A heatmap of mouse 48-plex Luminex immunoassay (R&D Systems, Minneapolis, MN) showing cytokine levels in both fat grafts and the overlying scalp skin. The yellow and purple colors represent higher or lower levels, respectively. The vitamin E (VE) treatment group demonstrated significantly lower levels of inflammatory cytokines (interleukin-1, interleukin-2, CCL2, CCL3, CCL4, CCL7, CCL11, soluble receptor activator of nuclear factor-kappaB ligand [SRANKL], interferon-gamma [IFN-gamma]) compared with the pentoxifylline (PTX) or untreated grafts.
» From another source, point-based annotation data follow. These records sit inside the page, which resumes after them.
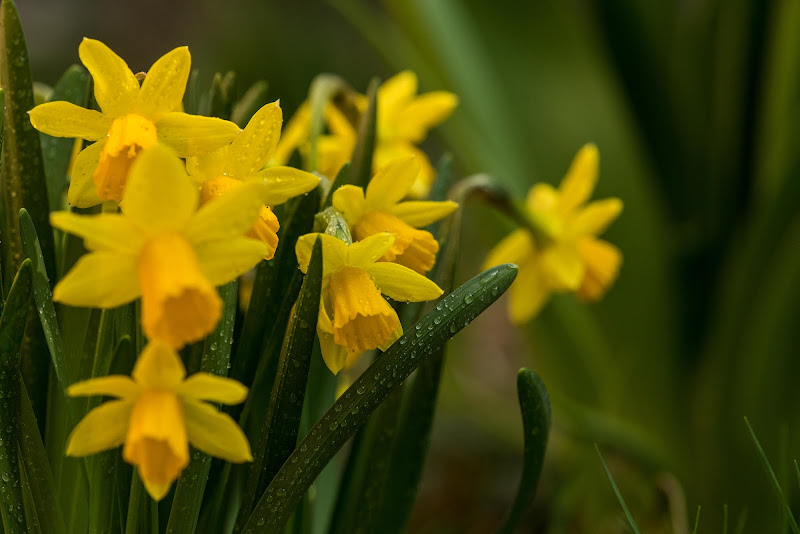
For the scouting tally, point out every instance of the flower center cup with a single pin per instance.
(127, 137)
(179, 305)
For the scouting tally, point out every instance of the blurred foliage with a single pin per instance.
(693, 105)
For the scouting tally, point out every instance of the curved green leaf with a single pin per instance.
(535, 406)
(353, 408)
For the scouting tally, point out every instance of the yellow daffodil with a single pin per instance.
(133, 119)
(403, 121)
(156, 414)
(565, 255)
(163, 248)
(353, 316)
(243, 160)
(381, 210)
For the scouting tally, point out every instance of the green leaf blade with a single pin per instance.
(353, 408)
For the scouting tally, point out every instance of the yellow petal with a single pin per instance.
(391, 183)
(159, 366)
(595, 217)
(192, 135)
(159, 194)
(163, 87)
(295, 133)
(419, 213)
(284, 183)
(212, 388)
(369, 250)
(403, 284)
(527, 294)
(395, 93)
(99, 280)
(603, 261)
(229, 216)
(516, 247)
(562, 267)
(108, 232)
(578, 184)
(115, 86)
(207, 166)
(112, 386)
(423, 113)
(335, 356)
(224, 260)
(82, 191)
(215, 433)
(102, 428)
(334, 252)
(253, 148)
(349, 199)
(64, 119)
(179, 304)
(156, 441)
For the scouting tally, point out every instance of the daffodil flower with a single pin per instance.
(162, 248)
(567, 256)
(133, 119)
(156, 413)
(353, 316)
(381, 210)
(403, 121)
(228, 167)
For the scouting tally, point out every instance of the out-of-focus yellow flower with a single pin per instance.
(381, 210)
(243, 160)
(133, 119)
(163, 248)
(403, 121)
(156, 414)
(565, 255)
(353, 316)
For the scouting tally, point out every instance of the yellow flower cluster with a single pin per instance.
(560, 252)
(175, 236)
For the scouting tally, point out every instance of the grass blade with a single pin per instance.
(773, 479)
(535, 406)
(282, 422)
(353, 408)
(617, 492)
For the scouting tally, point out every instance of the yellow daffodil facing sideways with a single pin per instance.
(566, 255)
(353, 316)
(380, 210)
(244, 159)
(156, 414)
(133, 119)
(403, 121)
(163, 248)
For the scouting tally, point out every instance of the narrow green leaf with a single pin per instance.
(353, 408)
(773, 479)
(269, 286)
(36, 469)
(107, 470)
(253, 99)
(43, 298)
(56, 151)
(192, 482)
(617, 492)
(12, 329)
(361, 163)
(282, 422)
(322, 90)
(23, 181)
(535, 406)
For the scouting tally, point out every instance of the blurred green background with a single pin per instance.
(694, 107)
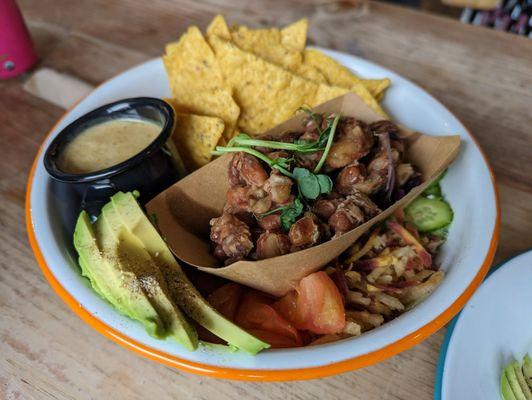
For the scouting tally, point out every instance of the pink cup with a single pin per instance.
(16, 49)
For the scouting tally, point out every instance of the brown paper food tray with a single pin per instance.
(184, 210)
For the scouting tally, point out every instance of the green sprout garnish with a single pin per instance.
(310, 184)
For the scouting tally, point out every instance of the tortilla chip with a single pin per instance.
(266, 43)
(294, 36)
(338, 75)
(195, 136)
(219, 27)
(377, 87)
(326, 93)
(266, 93)
(196, 80)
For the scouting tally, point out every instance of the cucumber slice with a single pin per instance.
(433, 190)
(429, 214)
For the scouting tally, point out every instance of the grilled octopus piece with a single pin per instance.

Conversely, the vitamin E group also displayed a significantly higher level of vascular endothelial growth factor, indicating an increased amount of ongoing neovascularization both within the fat graft itself as well as the overlying skin.

Figure 4.

(A) Representative images of the micro-computed tomography scans performed at the axial, coronal, and sagittal views of a vitamin E (VE)-treated graft. Utilizing this same graft, a representation of the 3-dimensional reconstructive image of the mouse calvarium with directly overlying fat graft utilized to calculate graft volume is shown. (B) A longitudinal demonstration of fat graft volume retention seen on volumetric analysis utilizing micro-computed tomography scans show a significant increase in volume retention in the vitamin E group compared with the untreated fat graft group (**P < 0.01) as early as 1 week post grafting. This effect lasted all the way until 8 weeks post grafting, where the effect is less pronounced (*P < 0.05) but still significant. The pentoxifylline (PTX) and vitamin E cohorts also show significant volumetric differences at 8 weeks post grafting (*P < 0.05).